We defined a dyad as 2 specific individuals whether or not they contacted one another. For example, 3 raccoons (A, B, and C) would result in 3 unique dyads (A–B, B–C, and A–C). We defined a group as ≥2 male raccoons that exhibited positive associations with one another, defined as contact rates (contacts/day) that were significantly greater than expected based on a random distribution. Groups of >2 males consisted of males all of which exhibited significant contact rates with one another. For example, if MM dyads A–B and B–C exhibited significant contact rates, raccoons A, B, and C were classified as a group only if dyad A–C also exhibited significant rates. We also used the occurrence of den sharing (defined as contacts lasting >4 h during the diurnal period) to corroborate that significant contact rates represented amicable interactions, and to strengthen our definition of male groups.
Typically, we downloaded collar information from both members of each dyad, which provided 2 records of the same set of contacts. Because of slight variation in detection distances between collars (0.2–0.5 m—Prange et al. 2006), however, these records were not always equivalent. Some variation in detection distance also can occur due to collar orientation. Other potential effects on detection distance, such as physical characteristics of the host and objects in the near field, require further study. Although these factors are expected to contribute to variation in detection distances, this variation is trivial compared to positional error of traditional radiotelemetry locations (Atwood and Weeks 2003; Gehrt and Fritzell 1998b; Ramsey et al. 2002; White and Harris 1994; White et al. 2000). To assess the extent of agreement between collars we selected 20 dyads from summer for correlation analyses. We restricted analyses to dyads for which we had an entire season of contact information and that exhibited contacts during at least 7 weeks (to avoid zero-driven correlations). All dyads were highly correlated in terms of weekly number (Pearson correlation: r ≥ 0.85, n = 13, P < 0.001 for all) and duration of contacts (Pearson correlation: r ≥ 0.91, n = 13, P < 0.001 for all) based on data from both collars. Therefore, we randomly selected 1 dyad member to provide contact data for dyads for which both members had complete data. Regardless, positively associated dyads remained positively associated independent of the collar examined. For dyads with partial data for 1 or both members, or where data were lacking for 1 member, we used the most complete data set. To ensure data sets covered enough days to represent contact patterns for the season we censored dyads in which collar malfunctions or full memories prevented at least 21 days of data collection in that season (regardless of whether any contacts occurred on these days).
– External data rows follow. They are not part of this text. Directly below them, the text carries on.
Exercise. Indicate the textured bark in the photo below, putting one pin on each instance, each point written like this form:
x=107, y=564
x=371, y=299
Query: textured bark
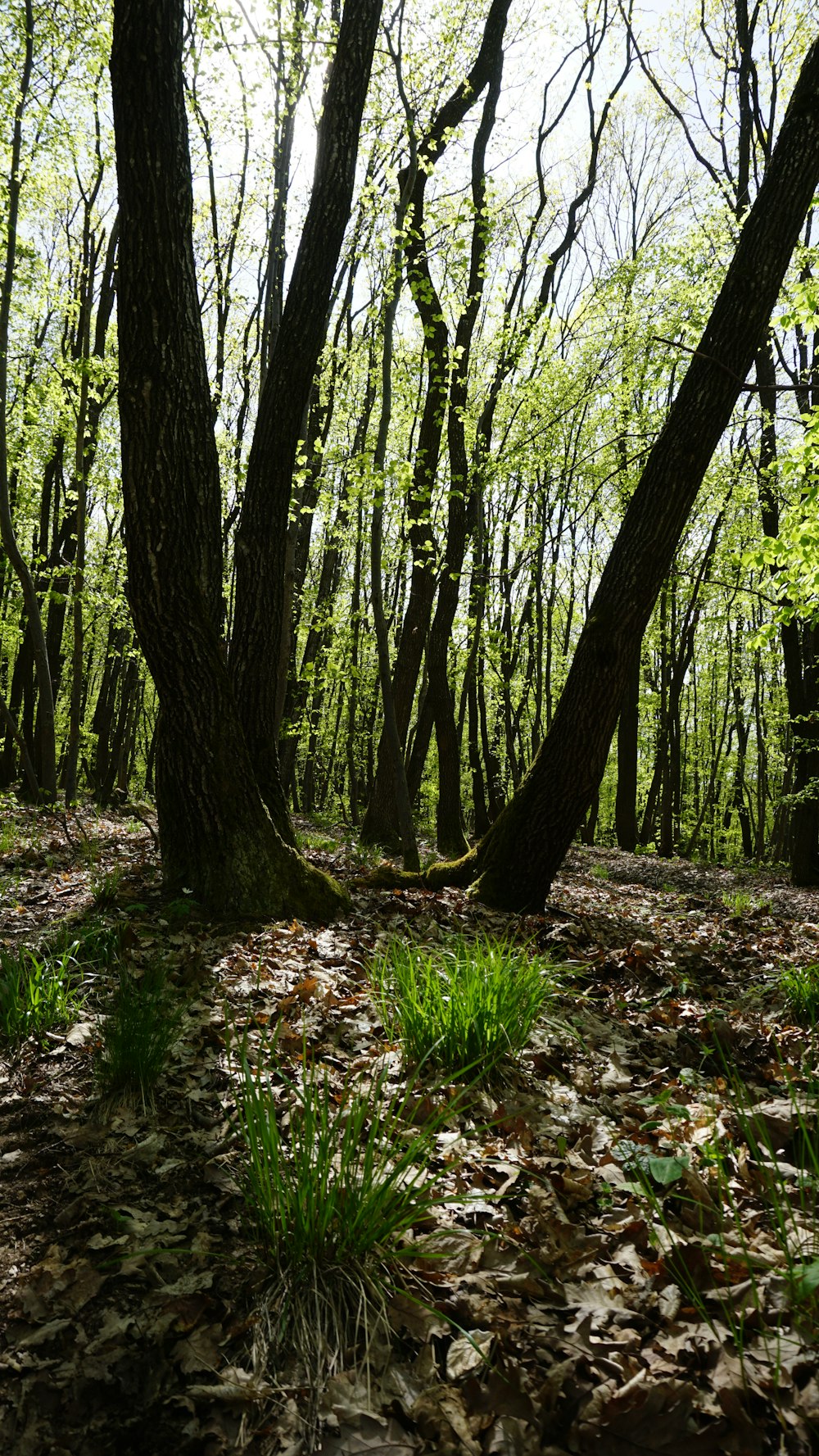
x=260, y=536
x=627, y=731
x=380, y=820
x=517, y=860
x=215, y=836
x=800, y=651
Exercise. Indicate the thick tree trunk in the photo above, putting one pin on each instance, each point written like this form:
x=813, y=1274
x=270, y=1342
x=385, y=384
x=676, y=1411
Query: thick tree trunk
x=517, y=860
x=215, y=836
x=260, y=536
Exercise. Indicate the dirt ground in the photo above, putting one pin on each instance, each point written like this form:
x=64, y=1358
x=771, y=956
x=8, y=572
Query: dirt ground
x=554, y=1318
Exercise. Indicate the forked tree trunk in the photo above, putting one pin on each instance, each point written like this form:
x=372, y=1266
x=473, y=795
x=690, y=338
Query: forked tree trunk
x=260, y=536
x=215, y=836
x=517, y=860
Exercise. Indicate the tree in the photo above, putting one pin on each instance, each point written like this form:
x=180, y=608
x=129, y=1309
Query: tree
x=517, y=860
x=215, y=835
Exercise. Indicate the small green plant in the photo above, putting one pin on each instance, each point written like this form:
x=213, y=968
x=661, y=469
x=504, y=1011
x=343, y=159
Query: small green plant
x=91, y=942
x=333, y=1184
x=105, y=887
x=142, y=1021
x=740, y=903
x=461, y=1004
x=178, y=912
x=727, y=1255
x=800, y=987
x=37, y=993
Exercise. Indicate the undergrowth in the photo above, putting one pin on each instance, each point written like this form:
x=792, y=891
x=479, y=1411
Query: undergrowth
x=333, y=1188
x=37, y=993
x=723, y=1268
x=140, y=1024
x=463, y=1004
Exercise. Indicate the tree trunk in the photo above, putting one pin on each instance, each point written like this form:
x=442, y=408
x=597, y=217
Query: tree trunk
x=260, y=536
x=518, y=856
x=215, y=836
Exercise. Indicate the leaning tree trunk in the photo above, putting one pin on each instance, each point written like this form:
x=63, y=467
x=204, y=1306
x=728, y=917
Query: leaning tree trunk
x=215, y=836
x=517, y=860
x=260, y=535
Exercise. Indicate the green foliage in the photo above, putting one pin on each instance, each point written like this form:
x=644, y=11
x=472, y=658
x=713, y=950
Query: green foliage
x=800, y=987
x=463, y=1005
x=332, y=1187
x=37, y=993
x=726, y=1255
x=142, y=1023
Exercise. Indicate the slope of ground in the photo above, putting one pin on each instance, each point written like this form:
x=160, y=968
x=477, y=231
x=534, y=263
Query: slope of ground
x=558, y=1315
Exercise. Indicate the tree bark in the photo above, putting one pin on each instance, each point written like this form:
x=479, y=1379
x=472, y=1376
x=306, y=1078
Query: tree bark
x=517, y=860
x=260, y=536
x=215, y=836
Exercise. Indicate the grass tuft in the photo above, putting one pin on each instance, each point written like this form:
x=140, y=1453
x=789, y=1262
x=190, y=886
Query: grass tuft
x=800, y=987
x=333, y=1184
x=37, y=993
x=142, y=1023
x=461, y=1004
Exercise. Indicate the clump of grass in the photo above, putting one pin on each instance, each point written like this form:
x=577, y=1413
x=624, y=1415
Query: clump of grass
x=333, y=1187
x=37, y=993
x=105, y=887
x=740, y=903
x=91, y=942
x=800, y=986
x=7, y=836
x=142, y=1023
x=461, y=1005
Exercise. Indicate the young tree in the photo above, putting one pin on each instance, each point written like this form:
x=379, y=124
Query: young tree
x=517, y=860
x=215, y=835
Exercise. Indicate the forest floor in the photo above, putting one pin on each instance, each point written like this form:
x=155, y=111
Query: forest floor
x=569, y=1311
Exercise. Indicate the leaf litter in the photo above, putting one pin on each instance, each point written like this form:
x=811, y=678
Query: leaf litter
x=556, y=1309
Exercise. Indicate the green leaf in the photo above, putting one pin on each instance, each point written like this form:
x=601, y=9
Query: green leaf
x=808, y=1279
x=667, y=1169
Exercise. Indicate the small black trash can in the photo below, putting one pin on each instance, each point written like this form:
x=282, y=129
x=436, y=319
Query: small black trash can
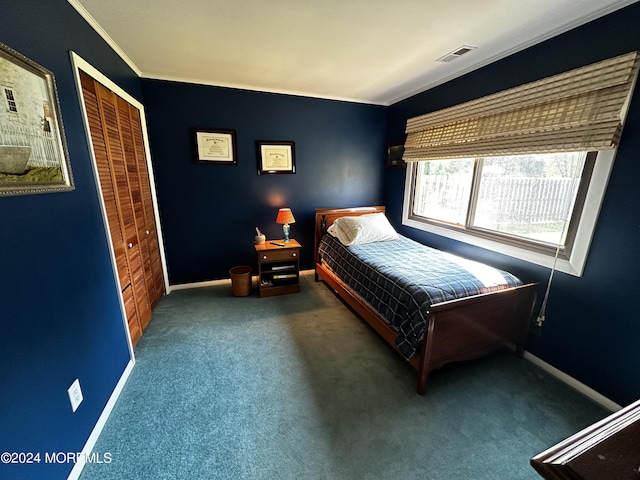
x=240, y=281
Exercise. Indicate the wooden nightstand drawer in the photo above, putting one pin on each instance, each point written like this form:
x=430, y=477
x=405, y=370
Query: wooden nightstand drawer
x=276, y=255
x=278, y=267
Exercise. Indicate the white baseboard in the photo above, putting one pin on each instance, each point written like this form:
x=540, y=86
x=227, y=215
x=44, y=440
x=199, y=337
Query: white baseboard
x=102, y=420
x=573, y=383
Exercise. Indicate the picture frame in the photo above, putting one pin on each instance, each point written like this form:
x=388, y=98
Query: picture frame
x=33, y=150
x=215, y=146
x=276, y=157
x=394, y=156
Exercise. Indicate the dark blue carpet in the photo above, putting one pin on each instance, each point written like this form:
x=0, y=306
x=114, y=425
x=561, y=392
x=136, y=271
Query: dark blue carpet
x=297, y=387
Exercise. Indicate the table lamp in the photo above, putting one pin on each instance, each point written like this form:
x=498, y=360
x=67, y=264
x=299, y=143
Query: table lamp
x=285, y=217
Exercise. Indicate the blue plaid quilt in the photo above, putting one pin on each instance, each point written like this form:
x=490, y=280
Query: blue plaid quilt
x=402, y=278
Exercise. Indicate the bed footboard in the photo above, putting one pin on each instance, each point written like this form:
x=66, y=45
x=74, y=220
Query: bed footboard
x=457, y=330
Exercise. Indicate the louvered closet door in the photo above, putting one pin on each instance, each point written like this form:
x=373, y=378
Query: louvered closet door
x=133, y=143
x=113, y=131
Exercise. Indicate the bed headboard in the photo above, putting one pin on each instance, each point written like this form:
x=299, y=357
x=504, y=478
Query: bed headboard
x=326, y=216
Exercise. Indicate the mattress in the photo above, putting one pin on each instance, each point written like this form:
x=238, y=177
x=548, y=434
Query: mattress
x=402, y=278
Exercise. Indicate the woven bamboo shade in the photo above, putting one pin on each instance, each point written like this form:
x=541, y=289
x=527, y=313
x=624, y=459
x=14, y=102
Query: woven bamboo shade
x=574, y=111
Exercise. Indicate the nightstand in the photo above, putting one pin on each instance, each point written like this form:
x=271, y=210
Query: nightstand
x=278, y=267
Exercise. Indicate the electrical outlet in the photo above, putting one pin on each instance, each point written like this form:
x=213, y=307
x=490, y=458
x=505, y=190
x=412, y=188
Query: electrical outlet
x=75, y=395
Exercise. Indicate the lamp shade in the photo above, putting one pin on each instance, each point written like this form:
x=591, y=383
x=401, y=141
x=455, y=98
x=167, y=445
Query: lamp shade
x=285, y=216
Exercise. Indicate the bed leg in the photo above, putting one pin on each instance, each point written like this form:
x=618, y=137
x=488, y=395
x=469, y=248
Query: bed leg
x=422, y=383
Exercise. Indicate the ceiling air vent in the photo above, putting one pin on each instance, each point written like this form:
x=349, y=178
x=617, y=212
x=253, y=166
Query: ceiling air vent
x=457, y=53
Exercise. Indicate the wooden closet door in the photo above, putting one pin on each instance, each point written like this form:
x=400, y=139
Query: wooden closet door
x=138, y=175
x=124, y=180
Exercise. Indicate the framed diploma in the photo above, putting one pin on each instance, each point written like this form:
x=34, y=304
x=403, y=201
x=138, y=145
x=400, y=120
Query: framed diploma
x=276, y=157
x=215, y=146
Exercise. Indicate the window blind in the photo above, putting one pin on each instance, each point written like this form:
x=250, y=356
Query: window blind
x=574, y=111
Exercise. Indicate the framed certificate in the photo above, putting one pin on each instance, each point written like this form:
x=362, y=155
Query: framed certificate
x=216, y=146
x=276, y=157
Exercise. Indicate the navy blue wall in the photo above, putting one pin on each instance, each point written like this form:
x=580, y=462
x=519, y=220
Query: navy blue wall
x=592, y=326
x=60, y=317
x=208, y=212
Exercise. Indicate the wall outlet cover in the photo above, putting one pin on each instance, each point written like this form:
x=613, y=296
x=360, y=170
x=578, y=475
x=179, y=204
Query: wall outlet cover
x=75, y=395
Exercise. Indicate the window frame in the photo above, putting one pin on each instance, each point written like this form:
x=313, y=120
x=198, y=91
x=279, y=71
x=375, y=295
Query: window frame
x=592, y=189
x=10, y=103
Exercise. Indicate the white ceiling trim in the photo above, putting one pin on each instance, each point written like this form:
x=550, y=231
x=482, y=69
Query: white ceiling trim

Because of the likelihood that 1-s contacts can occur spuriously or represent contacts beyond the preset contact distance (Prange et al. 2006), we censored these contacts. In addition to laboratory tests (Prange et al. 2006), dependability and accuracy also were tested in the field. We placed 2 proximity-detecting collars at feeding stations monitored with video cameras. The stationary proximity-detecting collars accurately identified collared raccoons visiting the station, with the exception of occasions when the raccoon was outside of the preset contact distance. In these cases brief, typically 1-s, contacts were recorded with inaccurate identification numbers. The use of feeding stations did not overlap the study presented herein.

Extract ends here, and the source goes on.